26 lutego 1815 r. Napoleon I Bonaparte wraz z 600 żołnierzami Gwardii Cesarskiej oraz szwadronem polskich szwoleżerów opuścił Elbę, na którą został zesłany niecały rok wcześniej, i powrócił do Francji. Rozpoczęło się "Sto Dni" Napoleona, które 18 czerwca 1815 r. zakończyła bitwa pod Waterloo.
- Wbrew licznym opiniom nie było to polityczne szaleństwo, lecz decyzja człowieka, który nie ma nic do stracenia - ocenia ucieczkę Napoleona z Elby dr hab. Jarosław Czubaty z Instytutu Historycznego Uniwersytetu Warszawskiego.

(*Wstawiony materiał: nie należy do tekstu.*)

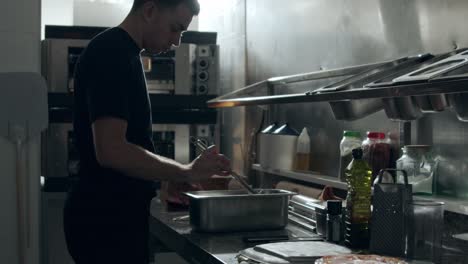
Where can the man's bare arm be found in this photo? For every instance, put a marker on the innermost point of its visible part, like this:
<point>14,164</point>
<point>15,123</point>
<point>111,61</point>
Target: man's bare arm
<point>114,151</point>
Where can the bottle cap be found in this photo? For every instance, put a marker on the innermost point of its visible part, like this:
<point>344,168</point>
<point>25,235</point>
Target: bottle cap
<point>376,135</point>
<point>286,130</point>
<point>357,153</point>
<point>334,207</point>
<point>269,129</point>
<point>349,133</point>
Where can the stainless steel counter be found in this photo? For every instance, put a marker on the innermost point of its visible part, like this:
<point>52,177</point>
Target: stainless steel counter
<point>206,248</point>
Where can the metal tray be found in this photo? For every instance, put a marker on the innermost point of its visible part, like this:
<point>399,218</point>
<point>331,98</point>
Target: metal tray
<point>354,109</point>
<point>411,108</point>
<point>458,58</point>
<point>237,210</point>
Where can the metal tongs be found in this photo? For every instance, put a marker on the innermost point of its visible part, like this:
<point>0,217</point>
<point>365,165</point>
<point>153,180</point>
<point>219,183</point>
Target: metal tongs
<point>202,146</point>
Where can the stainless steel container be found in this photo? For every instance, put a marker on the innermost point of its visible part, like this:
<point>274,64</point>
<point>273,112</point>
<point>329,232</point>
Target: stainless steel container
<point>457,101</point>
<point>236,210</point>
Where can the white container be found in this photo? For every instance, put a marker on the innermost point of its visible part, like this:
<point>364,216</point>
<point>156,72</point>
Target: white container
<point>264,143</point>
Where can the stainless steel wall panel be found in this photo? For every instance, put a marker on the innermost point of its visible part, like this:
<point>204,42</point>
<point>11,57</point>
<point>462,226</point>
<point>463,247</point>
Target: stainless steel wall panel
<point>227,17</point>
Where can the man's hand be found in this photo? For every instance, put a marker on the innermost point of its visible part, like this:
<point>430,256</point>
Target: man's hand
<point>208,164</point>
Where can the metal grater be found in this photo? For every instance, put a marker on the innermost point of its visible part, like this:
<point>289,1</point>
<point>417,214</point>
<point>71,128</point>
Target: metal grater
<point>390,204</point>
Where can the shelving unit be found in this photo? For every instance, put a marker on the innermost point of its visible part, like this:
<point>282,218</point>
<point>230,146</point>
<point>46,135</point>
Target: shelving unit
<point>454,205</point>
<point>166,109</point>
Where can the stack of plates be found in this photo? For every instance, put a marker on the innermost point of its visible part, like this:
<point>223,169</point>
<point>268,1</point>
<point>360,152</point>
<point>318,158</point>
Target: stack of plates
<point>297,252</point>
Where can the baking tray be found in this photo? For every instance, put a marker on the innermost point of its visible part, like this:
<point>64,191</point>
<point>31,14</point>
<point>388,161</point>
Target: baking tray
<point>237,210</point>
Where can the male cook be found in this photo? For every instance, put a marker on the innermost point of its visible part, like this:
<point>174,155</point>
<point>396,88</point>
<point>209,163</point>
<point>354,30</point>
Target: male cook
<point>106,212</point>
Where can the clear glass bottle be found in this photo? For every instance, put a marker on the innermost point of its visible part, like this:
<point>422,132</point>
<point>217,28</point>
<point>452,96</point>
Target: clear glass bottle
<point>350,141</point>
<point>418,162</point>
<point>376,151</point>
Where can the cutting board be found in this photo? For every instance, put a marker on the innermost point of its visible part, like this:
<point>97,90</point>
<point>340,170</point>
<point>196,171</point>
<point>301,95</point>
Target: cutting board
<point>301,251</point>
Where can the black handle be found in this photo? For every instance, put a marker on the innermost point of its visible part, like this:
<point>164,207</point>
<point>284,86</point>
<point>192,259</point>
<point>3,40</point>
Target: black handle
<point>405,175</point>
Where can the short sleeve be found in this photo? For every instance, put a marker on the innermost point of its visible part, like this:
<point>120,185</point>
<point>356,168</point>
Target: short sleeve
<point>107,87</point>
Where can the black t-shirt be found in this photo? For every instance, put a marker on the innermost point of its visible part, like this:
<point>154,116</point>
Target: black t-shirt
<point>110,82</point>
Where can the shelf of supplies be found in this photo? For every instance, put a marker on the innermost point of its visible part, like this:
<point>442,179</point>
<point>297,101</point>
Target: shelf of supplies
<point>454,205</point>
<point>310,177</point>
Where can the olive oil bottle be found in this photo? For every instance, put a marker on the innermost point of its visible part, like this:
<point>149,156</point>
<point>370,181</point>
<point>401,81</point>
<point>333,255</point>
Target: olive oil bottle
<point>358,201</point>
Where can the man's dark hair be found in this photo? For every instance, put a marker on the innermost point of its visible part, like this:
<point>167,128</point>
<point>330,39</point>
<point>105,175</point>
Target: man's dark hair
<point>192,4</point>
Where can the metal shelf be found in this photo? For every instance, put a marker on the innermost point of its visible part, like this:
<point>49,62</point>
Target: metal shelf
<point>166,109</point>
<point>233,99</point>
<point>310,177</point>
<point>454,205</point>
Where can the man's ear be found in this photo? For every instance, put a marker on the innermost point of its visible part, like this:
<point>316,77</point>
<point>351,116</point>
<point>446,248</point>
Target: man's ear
<point>149,9</point>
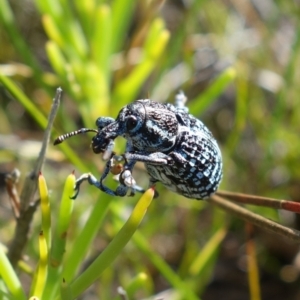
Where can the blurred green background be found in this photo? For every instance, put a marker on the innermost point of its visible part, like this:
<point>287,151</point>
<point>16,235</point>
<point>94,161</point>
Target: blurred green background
<point>238,63</point>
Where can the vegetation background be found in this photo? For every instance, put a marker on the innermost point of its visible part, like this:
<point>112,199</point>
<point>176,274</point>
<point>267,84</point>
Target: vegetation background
<point>238,63</point>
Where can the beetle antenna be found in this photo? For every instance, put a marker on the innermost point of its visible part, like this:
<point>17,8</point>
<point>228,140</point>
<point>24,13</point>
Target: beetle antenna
<point>63,137</point>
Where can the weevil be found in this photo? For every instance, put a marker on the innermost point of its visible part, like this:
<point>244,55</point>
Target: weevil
<point>176,148</point>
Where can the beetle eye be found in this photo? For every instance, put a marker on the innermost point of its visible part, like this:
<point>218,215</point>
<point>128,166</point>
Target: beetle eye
<point>131,123</point>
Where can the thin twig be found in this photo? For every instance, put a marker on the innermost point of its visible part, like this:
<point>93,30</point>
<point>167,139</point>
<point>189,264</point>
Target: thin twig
<point>256,219</point>
<point>27,204</point>
<point>261,201</point>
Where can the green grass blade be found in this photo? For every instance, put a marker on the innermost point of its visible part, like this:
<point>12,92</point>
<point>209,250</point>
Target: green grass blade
<point>10,278</point>
<point>115,247</point>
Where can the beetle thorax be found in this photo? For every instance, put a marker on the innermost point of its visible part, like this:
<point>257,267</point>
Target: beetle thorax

Zapowiedzią zmierzchu dominacji francuskiej w Europie była przegrana Napoleona z Rosją w 1812 roku. Wtedy to francuska Wielka Armia przestała w zasadzie istnieć; z Rosji powróciło ok. 100 tys. żołnierzy, w tym 24 tys. Polaków. 250 tys. ludzi poległo w walce oraz zmarło z chorób, głodu i wyczerpania; ok. 100 tys. dostało się do niewoli rosyjskiej. Poza tym wiele tysięcy żołnierzy zdezerterowało i zaginęło. Po powrocie z Rosji do Francji cesarz zajął się reorganizacją armii, szybko jednak musiał jej użyć przeciwko siłom nowej koalicji antyfrancuskiej. W październiku 1813 roku pod Lipskiem Napoleon poniósł porażkę w decydującym starciu zwanym Bitwą Narodów z połączonymi siłami Austrii, Prus, Rosji i Szwecji. 31 marca 1814 r. oddziały sprzymierzonych wkroczyły do Paryża, a już w początku kwietnia Bonaparte został zmuszony do zrzeczenia się tronu. Na mocy zawartego 11 kwietnia 1814 r. traktatu w Fontainebleau Napoleon zachował tytuł cesarski, miał sprawować suwerenną władzę nad położoną na Morzu Tyrreńskim wyspą Elbą. Przyznano mu dożywotnią pensję na utrzymanie dworu i oddziału gwardii. Jego małżonka Maria Luiza i syn Napoleon II uzyskali Księstwo Parmy i Piacenzy (Włochy).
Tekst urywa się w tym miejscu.